After completing B.A. degrees in both Spanish and Anthropology at Iowa State University, Professor Susan Divine earned her M.A. and Ph.D. in Spanish at the University of Arizona, and then spent four years as a faculty member at Westminster College (Fulton, MO) before joining the College of Charleston’s Department of Hispanic Studies in August 2013. Both her prior teaching expertise and her ongoing research have enabled her pedagogical contributions at various levels at the College to include classes on Spanish language, conversation and composition, undergraduate courses on Hispanic culture and contemporary Spanish literature and film, the First Year Experience, and her collaboration with the M.Ed. in Languages program.
Complementing her teaching is Dr. Divine’s extensive research on 19th and 20th-century Spanish film, literature and cultural studies that has resulted in articles in leading peer-reviewed journals in her discipline, guest lectures, and numerous conference presentations in both regional and international venues. On the editorial side of publishing, Professor Divine has earned her reputation as a seasoned editor and reviewer with current roles as Managing Editor for both Hispanic Studies Review and Arizona Journal of Hispanic Cultural Studies, Invited Editor for Bulletin of Hispanic Studies, a previous appointment as Technical Editor for Letras Hispanas, and peer reviewer for multiple academic journals, among other related activities.
Despite the demands of her teaching and research, Dr. Divine has still managed numerous impactful service contributions campus-wide to include her work on the General Education and By-laws Committees, the Scholarship Selection Committee for Women and Gender Studies, and Student Action with Farmworkers (SAF), among other activities; and her contributions at the departmental level have been equally significant as Co-Adviser of the College’s award-winning chapter of the National Collegiate Hispanic Honor Society, Co-Director of the Maymester Program in Trujillo, Spain and Assessment Reader.

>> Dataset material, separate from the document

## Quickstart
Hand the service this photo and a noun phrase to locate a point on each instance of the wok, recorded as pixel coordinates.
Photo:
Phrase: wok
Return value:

In Professor Divine’s own words:
Everyday I am grateful that I am at CofC and get to teach students who want to grow as Spanish-speakers and world citizens. From my roles on the college-wide General Education committee, to classroom instructor, to serving as co-faculty advisor to our national Hispanic Honor Society, Sigma Delta Pi, I am able to help students explore their passion, reach their potential, and celebrate the highest levels of their success. I love those classroom moments when students finally understand a difficult concept, or when they make valuable connections between ideas and practice. I am most honored to watch them grow from timid novice to confident speakers of Spanish while traveling through Spain on the Trujillo program.
The Department of Hispanic Studies congratulates Dr. Susan Divine for her many impressive contributions to her department, the College, the broader profession, and for being selected for our November 2018 “Hispanic Studies Faculty Focus.”